Guys like Shane and Jacob that probably don’t care too much about the UFC but would join a group of us every month to figure out who to cheer for. These guys aren’t real men because they watched the UFC a few times. They’re real men because they boldly serve their Lord while loving and providing for their families and because they know that it’s important to be around other real men. For them, the UFC was not the fulfillment of some strong lust for blood. It was an opportunity to get together with friends and watch some of the best athletes in the world. I’m a better man for their company.
Matt and Jamie, Joe, Joey and Brandon joined me for the last UFC Pay Per View at my neighbor’s house. These are real men who are trying to live out the gospel as they deal with things like a slow economy and their kids having major surgery. These are men who serve as examples to the church that I pastor that the gospel isn’t primarily about finding something to be against. They are men who are growing in their belief (along with their pastor) that they need the gospel every day because they aren’t good enough to please God but Jesus is.

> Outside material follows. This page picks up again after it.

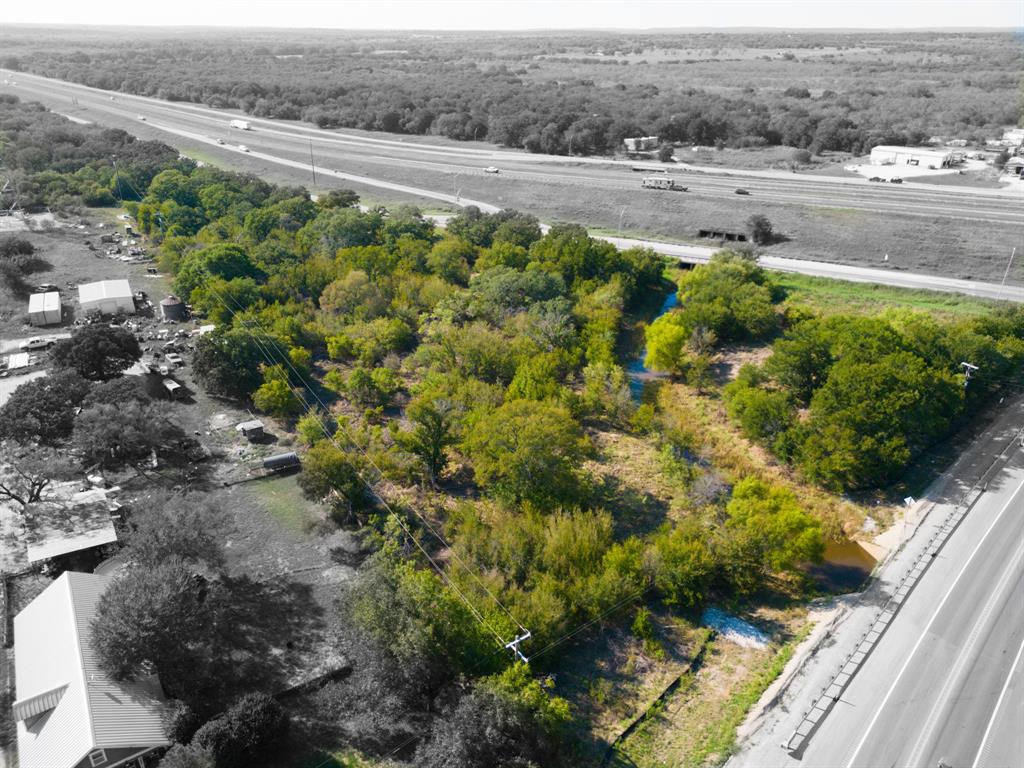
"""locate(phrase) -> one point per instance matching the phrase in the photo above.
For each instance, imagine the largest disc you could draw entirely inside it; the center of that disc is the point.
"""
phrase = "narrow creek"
(638, 373)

Just before the co-main event started that night at my neighbor’s house there was a crash outside. We went out to inspect and found two young girls pulled over and cursing the fresh ding in their bumper. A few feet away the source of the ding was still alive, kicking in my neighbor’s front yard. It was a beautiful deer that apparently wasn’t quick enough that night. The two girls in the car were fine but were busy cursing at somebody on the other end of their cell phones. Chris Rock would have told them to calm down with the language.
So I asked myself, “What exactly does one do with a slowly dying deer in the front yard at 11:45 at night”.
The blast from a handgun gave me my answer.
Watching the UFC does not make you a man.
But watching the UFC while killing a deer makes you the man.
I can’t wait until the next Pay Per View.